In questo arco di tempo come è cambiata la cucina proposta dallo Zingarò?
«Rispetto all’inizio è cambiata soprattutto la consapevolezza, l’attenzione e la conoscenza della clientela. Oggi si esce a mangiare per provare soprattutto emozioni a tavola, per fare convivio, per stare assieme ma anche e soprattutto per approfondire una cultura alimentare e del gusto non quotidiana. Da sempre puntiamo a dare un senso locale, ma personale, alle proposte nel piatto».
Una sfida sempre più difficile?
«Una bella sfida.
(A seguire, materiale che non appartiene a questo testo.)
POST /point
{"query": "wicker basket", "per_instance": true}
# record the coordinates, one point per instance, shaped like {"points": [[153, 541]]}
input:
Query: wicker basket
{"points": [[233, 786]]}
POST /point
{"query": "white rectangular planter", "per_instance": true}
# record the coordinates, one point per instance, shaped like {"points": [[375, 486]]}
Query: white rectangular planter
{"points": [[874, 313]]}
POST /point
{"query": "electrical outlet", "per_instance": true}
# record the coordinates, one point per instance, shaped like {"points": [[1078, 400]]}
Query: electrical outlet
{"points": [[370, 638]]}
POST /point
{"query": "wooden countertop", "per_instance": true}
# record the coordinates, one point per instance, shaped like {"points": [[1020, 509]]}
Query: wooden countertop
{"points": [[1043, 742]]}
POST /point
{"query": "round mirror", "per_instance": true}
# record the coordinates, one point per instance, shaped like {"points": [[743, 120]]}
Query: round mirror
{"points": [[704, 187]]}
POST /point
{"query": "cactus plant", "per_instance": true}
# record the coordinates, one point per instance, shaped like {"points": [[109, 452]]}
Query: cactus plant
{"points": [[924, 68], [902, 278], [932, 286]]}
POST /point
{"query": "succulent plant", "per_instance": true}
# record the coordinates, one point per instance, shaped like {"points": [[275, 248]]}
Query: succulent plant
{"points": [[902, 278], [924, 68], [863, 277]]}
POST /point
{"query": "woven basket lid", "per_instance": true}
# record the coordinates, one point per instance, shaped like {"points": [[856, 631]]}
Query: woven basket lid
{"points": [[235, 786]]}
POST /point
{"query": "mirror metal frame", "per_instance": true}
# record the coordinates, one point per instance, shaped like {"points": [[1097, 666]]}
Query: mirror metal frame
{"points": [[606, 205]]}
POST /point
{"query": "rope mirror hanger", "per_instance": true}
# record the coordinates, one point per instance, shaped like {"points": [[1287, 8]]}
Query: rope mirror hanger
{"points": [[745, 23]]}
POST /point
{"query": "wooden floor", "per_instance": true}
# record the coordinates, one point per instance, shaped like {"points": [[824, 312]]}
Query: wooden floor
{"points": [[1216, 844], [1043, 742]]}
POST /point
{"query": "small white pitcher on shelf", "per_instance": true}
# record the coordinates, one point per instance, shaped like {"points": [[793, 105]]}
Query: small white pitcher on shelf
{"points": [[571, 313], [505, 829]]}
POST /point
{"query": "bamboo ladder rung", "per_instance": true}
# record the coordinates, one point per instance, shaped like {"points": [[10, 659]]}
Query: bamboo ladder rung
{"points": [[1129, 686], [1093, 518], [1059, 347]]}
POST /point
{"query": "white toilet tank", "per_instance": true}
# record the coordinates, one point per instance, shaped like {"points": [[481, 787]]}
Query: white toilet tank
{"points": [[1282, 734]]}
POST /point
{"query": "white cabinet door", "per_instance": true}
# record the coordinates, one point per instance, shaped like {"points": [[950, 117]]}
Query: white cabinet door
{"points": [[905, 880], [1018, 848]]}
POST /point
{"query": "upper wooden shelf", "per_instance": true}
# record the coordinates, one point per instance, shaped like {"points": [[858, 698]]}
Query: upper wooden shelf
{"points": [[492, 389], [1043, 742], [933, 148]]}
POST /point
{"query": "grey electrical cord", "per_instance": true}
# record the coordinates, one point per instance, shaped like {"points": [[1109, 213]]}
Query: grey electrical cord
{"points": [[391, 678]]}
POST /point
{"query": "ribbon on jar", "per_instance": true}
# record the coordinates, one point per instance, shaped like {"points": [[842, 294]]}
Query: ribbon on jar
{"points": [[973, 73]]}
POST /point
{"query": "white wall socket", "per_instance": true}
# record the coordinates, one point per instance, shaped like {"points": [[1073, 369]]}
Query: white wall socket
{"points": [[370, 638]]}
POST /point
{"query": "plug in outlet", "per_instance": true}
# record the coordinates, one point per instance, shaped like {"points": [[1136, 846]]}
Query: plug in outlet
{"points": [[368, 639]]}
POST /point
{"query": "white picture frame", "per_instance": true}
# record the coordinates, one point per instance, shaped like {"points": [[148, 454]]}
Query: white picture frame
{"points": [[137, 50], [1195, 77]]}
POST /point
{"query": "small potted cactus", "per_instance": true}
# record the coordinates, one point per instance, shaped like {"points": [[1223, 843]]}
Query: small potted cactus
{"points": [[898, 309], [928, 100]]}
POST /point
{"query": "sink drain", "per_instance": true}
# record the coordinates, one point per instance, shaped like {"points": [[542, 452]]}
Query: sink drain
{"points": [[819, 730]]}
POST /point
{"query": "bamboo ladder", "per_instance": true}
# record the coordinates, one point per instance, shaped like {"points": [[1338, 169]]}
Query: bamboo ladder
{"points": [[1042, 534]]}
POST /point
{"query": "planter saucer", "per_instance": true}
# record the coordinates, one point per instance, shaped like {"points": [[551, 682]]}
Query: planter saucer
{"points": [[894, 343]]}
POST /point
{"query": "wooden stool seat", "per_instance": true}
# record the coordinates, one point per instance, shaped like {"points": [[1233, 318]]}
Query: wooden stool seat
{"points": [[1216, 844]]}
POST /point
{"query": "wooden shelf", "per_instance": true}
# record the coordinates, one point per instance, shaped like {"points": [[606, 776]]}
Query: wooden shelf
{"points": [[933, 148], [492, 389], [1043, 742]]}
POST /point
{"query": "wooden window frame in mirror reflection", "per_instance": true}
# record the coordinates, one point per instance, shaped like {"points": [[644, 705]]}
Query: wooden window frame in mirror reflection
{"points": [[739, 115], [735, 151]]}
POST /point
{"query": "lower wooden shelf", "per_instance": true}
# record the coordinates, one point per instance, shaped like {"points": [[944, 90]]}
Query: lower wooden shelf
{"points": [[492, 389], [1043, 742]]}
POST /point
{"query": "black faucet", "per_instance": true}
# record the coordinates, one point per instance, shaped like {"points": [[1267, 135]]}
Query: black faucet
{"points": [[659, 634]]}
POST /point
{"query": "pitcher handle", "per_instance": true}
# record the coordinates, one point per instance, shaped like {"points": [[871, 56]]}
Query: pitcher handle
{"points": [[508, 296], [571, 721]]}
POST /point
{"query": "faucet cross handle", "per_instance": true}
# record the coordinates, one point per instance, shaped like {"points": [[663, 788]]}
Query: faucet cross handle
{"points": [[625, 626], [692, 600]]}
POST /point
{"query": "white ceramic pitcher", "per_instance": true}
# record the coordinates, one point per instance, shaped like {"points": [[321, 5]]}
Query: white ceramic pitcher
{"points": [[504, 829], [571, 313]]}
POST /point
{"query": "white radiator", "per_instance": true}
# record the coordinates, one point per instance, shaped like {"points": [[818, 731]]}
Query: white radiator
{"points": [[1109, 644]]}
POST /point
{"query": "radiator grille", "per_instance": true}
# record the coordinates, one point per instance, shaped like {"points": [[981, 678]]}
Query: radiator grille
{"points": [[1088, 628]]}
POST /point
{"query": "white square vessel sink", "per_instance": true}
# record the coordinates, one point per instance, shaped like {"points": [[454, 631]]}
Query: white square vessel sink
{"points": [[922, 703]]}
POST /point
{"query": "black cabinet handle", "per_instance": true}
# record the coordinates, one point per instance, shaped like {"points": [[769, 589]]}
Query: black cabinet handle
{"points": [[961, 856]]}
La nostra idea è quella di cercare di proporre tradizione e qualità. Lo vogliamo continuare a fare guardando avanti».
Allo Zingarò non si mangia solo. Che cosa vi ha spinto a contaminare l’offerta con il jazz?
«Una passione personale che ho voluto e voglio condividere e regalare a chi ci frequenta. Da qui è nato il progetto del jazz club che ha visto passare anche grandi nomi dell’universo jazz contemporaneo. Una soddisfazione ed una passione che, abbiano notato, piace anche alla gente. Da non dimenticare poi anche la rassegna dedicata alla poesia che teniamo ogni anno».
La vostra caratteristica è quella di valorizzare il territorio. I motivi?
«Vogliamo difendere, promuovere per certi versi presidiare la cultura gastronomica di questo territorio. Lo facciamo con il cibo, proponendo piatti tradizionali e rivisitazioni comunque rispettose dell’identità, ma lo abbiamo voluto fare anche e soprattutto con il vino e con la birra artigianale. La nostra carta è infatti esclusivamente basata su produzioni romagnole».
Qual è il piatto identificante dello Zingarò?
«Non credo che ce ne sia uno. Potrei provare a dire passatello, spoja lorda, castrato con uova. Ma gli strozzapreti e la tagliata non li abbiamo mai tolti dalla carta così come il nostro cappellaccio ripieno di formaggio di fossa».
E quello che si vorrebbe riproporre ma non è stato ancora osato?
«Anche qui ce ne sono tanti. Mi piacerebbe dire su tutti il galletto, l’agnellone e soprattutto il coniglio».
Il futuro?
«Beh, direi sicuramente continuare ogni giorno ad entrare in battaglia per portare in tavola il meglio che possiamo proporre».